Monday 19 December 2016

'Silly, But It's Fun...' 1977 Christmas special 'The Good Life'.

Another search around YouTube landed me with another Christmas TV special this time ‘The Good Life’ Before going on and telling you about the enjoyable 30 minutes or so watching this Christmas special there is a ‘crush alert’. No its not Barbara, Felicity Kendal, who many may expect but Margo, Penelope Keith, a iceberg I would have loved to melt. I just had the feeling she was a right naughty sort if you could get through her armour-plated skin.

Tom and Barbara Good are successful at self-sufficiency and have only spent 15p on balloons while next door the Leadbetters Margo and Jerry have their Christmas delivered at a cost unknown. The Goods however jokingly throw out a figure of £50,000.
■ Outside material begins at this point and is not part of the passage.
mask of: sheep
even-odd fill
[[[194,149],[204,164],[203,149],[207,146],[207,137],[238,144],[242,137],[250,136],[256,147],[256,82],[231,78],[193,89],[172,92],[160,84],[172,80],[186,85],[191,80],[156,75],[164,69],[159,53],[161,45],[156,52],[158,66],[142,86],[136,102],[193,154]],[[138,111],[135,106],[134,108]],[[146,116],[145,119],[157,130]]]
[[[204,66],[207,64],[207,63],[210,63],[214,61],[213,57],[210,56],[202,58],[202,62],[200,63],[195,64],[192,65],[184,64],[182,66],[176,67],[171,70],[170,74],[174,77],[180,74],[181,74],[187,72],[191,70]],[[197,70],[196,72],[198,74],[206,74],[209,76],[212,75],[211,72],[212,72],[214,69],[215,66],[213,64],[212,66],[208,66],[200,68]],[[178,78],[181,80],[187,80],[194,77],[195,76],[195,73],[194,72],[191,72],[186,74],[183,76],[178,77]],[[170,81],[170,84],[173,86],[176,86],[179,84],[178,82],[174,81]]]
When Christmas comes to the Goods, for instance, they kill a chicken from the coop, dig up the veg from the garden, make decorations out of newspaper, crackers out of toilet roll tubes and have a two foot tree because that was donated by the greengrocer after it snapped off the top of a larger tree. It’s played for laughs but, as you watch, you realise just how daft many of our festive traditions are, and how meaningless if not imbued with the right spirit.

Next door, Margo is lambasting the delivery driver of her Christmas order over an eight foot six rather than nine-foot tree she ordered. She enlists the help of Tom and Barbara to measure the tree to make her point to the delivery driver played by David Battley, a gormless looking man who likes to make quiet observations. When Barbara asks him, what he has observed about her, utterly deadpan, he says that she ‘has the type of eyes that men kill for. Eyes that reveal a deeply sexual nature’. Barbara is delighted, and he liked Margo’s shoes.

When moody Margo orders her order to be taken back because of the ‘faulty’ tree and all the other attendant trappings (food, drink, present’s, decorations) away until they can get the order right. We all know what happens next she as sowing the seeds of ruining her Christmas.


Christmas morning we find Margo phoning one of her expected guests informing her Jerry had chicken pox much to the surprise of Jerry standing there. No tree or Christmas cheer for the Leadbetters. Would the Goods at the patio door singing carols then busting in wishing them Happy Christmas, what Christmas, who delivers on Christmas Day.

The Goods offer to share their meagre Christmas with their neighbours. At first it’s hard going, Margo can’t loosen up and just enjoy herself. When she pulls a cracker she can’t say ‘bang’ (the crackers don’t have their own bangs), and refuses to wear a paper hat made out of 'The Daily Mirror' and insists on one fashioned from 'The Telegraph'. Taking her aside, Tom says that she’ll have to go home if she can’t enjoy herself and Margo makes the tragic admission ‘I don’t know how to’. A quick pep talk from Tom, and some mild sexual harassment and she soon readily throws herself into the action.

After some raucous games and a few glasses of pea pod burgundy, it is clear when Margo is free of social convention and all the pressure of keeping up with the Joneses, this has been the ‘best Xmas ever’, and Jerry has enjoyed it too, particularly when Barbara was rubbing a balloon against his crotch.

The Goods present the Leadbetter’s with their gifts, sickly green jumpers made on their loom. Going to get their present for the Goods, Tom and Barbara speculate on what expensive impracticalities Margo and Jerry may have wasted their money on. A briefcase for Tom to take to the allotment, or a silver Georgian trowel. Only to be amazed to hear a loud moo and Margo leading a gift-wrapped cow into the kitchen. Far more useful than a big green tank top it is the gift that, if milked correctly, keeps on giving.